I also play alone (heh, heh) 90 percent of the time (actually, that starts to sound sad if I put it that way), so I don't often get all the way through songs. I play the parts I like. That was exposed BIG TIME when I jammed with a friend a few months back, so I want to get better about that.

Then we circle back up to having no time.....


----------



## Chito (Feb 17, 2006)

Lots of weaknesses. LOL At this point in my life, I'm not even thinking on improving on anything. I like playing in a band, playing with other people. I like performing. Right now, I just put in what is required for me to be able to get my band going. I was telling the guys in this new band that I just got together (vox/sax, guitar, keys, bass and drums) that this is my last kick in the can. So I'm giving myself 5 years tops and then time to pack it in. I do have goals these next five years, produce an album of the music we have been writing, play in as many festivals as we can and just enjoy playing. Right now I am very happy with the new members as they are very good. Very much accomplished musicians than I am. But they have been telling me that they are enjoying playing with me and Angie (my songwriting partner) as well as enjoying the music we wrote to the point that they look forward to our practices.
Anyways, I think I got a little off-tangent in here. LOL


----------



## nbs2005 (Mar 21, 2018)

My brain is pretty good at understanding the theory; it's putting it into practice in real time that's the challenge. When it was warm I was gathering with about a dozen guitarists in the park doing a song circle; that was great training in figuring out how to add to a song. I'm also clunky transitioning from a rthymn part to a melody line.


----------



## 1SweetRide (Oct 25, 2016)

Brunz said:


> You know I have seen this from a few people now and frankly I must be gifted or lucky or something.... I play guitar so I _don't _think about things. That's what draws me in
> You know that feeling you get when you are just lost in playing, thats the whole reason I play. It is like meditation. It is also why I love my djembe... which I must play more.
> Turns out I have another weakness.... I ignore all my instruments besides my guitar.

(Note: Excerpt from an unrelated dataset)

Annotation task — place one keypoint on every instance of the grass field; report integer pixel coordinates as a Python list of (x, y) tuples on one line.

i generally only get distracted when playing songs I know really well. When I’m learning new material or trying to solo over beats, I get lost in the music too. But, I need to be careful when playing out lest I forget where we are in the song.


----------



## guitarman2 (Aug 25, 2006)

My right hand is my weakness. I'm a lefty that learned to play right hand. So my left, fingering hand is very strong. Sometimes its hard for my right hand to keep up to my left hand and I really have to concentrate to maintain good timing.


----------



## mawmow (Nov 14, 2017)

Interesting thread to read : Thanks guys !

As a self taught player, I now play sight reading tabs quite fluently with the staff above for notes placement and duration. My main problem is my hearing : I do struggle transposing an air on a tab. It is easier now that I can use the scale the chords come from to find the right notes.
I practice everyday and the mandarory warm up helped me much because I sometimes get lazy. Some days I am fully at it, while some others I would focus on some bits here and there instead of putting the needed energy. But I still improve from week to week.


----------



## BobChuck (Jan 16, 2012)

My picking/fingering hand.

I went through a lot of phases through the years... From fast picking teenager, to hybrid picking to no pick at all.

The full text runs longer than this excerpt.